O ministro do STF André Mendonça decidiu nesta quarta (18/3) prorrogar por 60 dias o inquérito da Polícia Federal que investiga fraudes financeiras envolvendo o banqueiro Daniel Vorcaro e o Banco Master, garantindo mais tempo para perícias essenciais.
Por que o inquérito do Banco Master foi prorrogado?
O pedido de prorrogação veio da Polícia Federal diante da necessidade de concluir diligências consideradas fundamentais. Mendonça destacou que as ações são imprescindíveis para esclarecer todos os fatos relacionados às fraudes.
A decisão foi formalizada com a justificativa: “Considerando-se as razões apresentadas pela autoridade de polícia judiciária federal, defiro o pedido, prorrogando o inquérito por mais 60 dias”, garantindo mais tempo para análise de provas complexas.
Quais provas ainda precisam ser analisadas no caso Banco Master?
O inquérito ainda conta com diversos materiais que precisam passar por perícia detalhada. Entre eles estão oito celulares de Vorcaro apreendidos em duas fases da operação Compliance Zero, sendo que até agora apenas um aparelho foi periciado.

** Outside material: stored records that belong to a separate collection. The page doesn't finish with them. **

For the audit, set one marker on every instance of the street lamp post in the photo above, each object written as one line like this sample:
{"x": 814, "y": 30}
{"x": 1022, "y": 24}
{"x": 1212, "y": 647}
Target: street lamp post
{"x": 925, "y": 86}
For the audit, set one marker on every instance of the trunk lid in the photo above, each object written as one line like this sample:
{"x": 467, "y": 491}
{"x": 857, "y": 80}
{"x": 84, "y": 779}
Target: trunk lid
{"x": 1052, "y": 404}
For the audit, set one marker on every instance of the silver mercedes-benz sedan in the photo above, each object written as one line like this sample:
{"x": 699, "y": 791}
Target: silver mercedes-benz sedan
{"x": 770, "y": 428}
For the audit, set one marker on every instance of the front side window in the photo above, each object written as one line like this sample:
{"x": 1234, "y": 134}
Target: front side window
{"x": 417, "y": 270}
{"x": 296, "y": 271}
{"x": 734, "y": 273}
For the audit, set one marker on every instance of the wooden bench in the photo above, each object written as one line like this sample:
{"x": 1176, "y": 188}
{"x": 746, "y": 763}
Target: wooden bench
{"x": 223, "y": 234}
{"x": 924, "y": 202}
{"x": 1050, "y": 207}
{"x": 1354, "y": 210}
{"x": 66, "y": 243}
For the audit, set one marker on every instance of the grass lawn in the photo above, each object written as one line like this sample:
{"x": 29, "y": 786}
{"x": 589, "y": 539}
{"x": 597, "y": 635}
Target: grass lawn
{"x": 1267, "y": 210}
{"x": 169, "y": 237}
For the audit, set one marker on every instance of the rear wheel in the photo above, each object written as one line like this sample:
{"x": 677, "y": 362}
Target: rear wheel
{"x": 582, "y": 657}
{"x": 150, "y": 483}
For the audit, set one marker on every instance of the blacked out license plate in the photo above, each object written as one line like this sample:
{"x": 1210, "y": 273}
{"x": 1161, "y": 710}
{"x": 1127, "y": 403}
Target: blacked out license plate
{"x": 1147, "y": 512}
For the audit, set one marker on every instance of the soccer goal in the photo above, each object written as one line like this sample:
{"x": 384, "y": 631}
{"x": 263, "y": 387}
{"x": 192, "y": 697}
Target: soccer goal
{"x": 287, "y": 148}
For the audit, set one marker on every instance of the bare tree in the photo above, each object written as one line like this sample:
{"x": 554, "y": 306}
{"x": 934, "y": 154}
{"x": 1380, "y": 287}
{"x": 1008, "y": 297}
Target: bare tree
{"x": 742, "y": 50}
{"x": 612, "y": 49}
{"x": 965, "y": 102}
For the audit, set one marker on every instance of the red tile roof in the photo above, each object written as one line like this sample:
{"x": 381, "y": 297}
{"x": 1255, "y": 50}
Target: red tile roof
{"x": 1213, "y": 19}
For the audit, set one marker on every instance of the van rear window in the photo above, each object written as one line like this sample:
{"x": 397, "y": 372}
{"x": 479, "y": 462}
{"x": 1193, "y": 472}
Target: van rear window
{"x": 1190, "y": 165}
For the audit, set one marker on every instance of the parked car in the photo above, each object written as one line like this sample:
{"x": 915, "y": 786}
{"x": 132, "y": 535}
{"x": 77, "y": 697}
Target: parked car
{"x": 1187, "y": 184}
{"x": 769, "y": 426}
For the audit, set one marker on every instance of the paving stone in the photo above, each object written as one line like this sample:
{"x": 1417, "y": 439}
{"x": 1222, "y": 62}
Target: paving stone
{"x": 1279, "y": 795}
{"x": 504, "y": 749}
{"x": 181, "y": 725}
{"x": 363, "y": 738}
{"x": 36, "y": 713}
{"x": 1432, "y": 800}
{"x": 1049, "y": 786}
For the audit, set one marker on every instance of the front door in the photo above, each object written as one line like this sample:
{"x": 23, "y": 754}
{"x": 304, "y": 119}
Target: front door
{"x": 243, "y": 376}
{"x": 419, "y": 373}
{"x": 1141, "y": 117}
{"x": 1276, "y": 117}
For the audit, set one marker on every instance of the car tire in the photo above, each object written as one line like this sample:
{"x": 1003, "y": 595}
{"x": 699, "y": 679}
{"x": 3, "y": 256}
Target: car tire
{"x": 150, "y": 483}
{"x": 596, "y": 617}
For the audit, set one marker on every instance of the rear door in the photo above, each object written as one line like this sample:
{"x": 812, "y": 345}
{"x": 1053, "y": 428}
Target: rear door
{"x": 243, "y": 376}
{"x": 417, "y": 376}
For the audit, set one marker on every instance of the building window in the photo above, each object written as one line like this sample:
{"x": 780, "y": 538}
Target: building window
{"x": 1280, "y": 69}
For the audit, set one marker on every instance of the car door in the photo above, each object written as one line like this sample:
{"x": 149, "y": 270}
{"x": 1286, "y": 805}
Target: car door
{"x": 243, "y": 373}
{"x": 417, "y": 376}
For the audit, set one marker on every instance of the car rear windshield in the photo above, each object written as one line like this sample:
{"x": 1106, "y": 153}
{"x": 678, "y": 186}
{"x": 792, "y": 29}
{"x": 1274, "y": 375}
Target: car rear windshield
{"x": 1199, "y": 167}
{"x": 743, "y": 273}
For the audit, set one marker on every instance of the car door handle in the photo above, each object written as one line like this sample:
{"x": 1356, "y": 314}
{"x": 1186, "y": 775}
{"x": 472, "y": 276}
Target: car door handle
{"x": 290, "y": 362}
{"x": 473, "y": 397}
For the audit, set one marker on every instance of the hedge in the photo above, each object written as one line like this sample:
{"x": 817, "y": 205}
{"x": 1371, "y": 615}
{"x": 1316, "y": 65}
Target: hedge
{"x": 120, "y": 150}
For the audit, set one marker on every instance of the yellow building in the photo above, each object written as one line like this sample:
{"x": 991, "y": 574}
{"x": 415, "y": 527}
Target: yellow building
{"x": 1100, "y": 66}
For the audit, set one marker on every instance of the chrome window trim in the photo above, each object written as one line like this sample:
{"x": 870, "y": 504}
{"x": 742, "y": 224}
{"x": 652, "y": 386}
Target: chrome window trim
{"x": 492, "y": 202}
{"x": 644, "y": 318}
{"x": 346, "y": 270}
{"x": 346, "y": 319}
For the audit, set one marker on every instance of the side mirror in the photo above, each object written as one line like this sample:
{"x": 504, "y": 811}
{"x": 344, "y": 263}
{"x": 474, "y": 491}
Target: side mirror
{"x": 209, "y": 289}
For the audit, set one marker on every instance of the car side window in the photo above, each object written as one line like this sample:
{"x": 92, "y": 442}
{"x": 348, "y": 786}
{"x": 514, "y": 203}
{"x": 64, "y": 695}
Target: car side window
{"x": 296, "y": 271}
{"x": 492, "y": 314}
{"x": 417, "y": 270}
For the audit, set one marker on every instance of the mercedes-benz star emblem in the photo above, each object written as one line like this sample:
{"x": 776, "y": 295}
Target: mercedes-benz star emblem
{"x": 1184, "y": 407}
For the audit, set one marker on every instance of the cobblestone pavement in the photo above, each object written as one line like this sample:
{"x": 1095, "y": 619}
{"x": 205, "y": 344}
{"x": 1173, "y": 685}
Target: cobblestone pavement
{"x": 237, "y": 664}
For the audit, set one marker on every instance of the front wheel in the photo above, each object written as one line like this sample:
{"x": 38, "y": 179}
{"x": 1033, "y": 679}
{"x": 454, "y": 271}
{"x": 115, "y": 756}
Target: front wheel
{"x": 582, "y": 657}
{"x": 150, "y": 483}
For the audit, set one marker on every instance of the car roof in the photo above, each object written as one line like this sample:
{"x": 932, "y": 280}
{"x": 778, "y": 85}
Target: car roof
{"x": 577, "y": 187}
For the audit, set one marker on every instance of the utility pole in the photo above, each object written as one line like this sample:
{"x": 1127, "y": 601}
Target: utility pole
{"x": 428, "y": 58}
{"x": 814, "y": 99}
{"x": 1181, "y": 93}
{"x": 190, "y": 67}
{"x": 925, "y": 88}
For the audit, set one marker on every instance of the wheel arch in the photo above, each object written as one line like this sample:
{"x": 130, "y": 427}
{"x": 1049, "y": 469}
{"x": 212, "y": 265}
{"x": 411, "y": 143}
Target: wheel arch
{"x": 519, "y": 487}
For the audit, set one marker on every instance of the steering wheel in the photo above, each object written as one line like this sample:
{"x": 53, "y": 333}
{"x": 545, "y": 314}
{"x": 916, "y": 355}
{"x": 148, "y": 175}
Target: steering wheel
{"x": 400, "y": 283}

Além disso, mais de 100 dispositivos e computadores de outros envolvidos foram recolhidos, junto com documentos e arquivos que podem comprovar o esquema de fraude e a participação de autoridades.
Como a Polícia Federal reage à pressão externa?
O diretor-geral da Polícia Federal, Andrei Passos Rodrigues, comentou que a corporação pode estar sofrendo pressões pelo avanço das investigações, mas reafirmou o compromisso com a apuração completa.
“Nós vamos investigar e fazer o nosso trabalho até o fim. Nós não vamos ser intimidados por ninguém, por quem quer que seja”, afirmou Rodrigues em evento da Febraban, garantindo independência da PF.
Como a CPMI do INSS se envolveu no caso?
A prorrogação ocorre logo após Mendonça bloquear o acesso da CPMI do INSS a dados pessoais de Vorcaro apreendidos pela Polícia Federal. O material vazou para a imprensa, incluindo conversas com a ex-namorada Martha Graeff, em que ele relata encontros com autoridades.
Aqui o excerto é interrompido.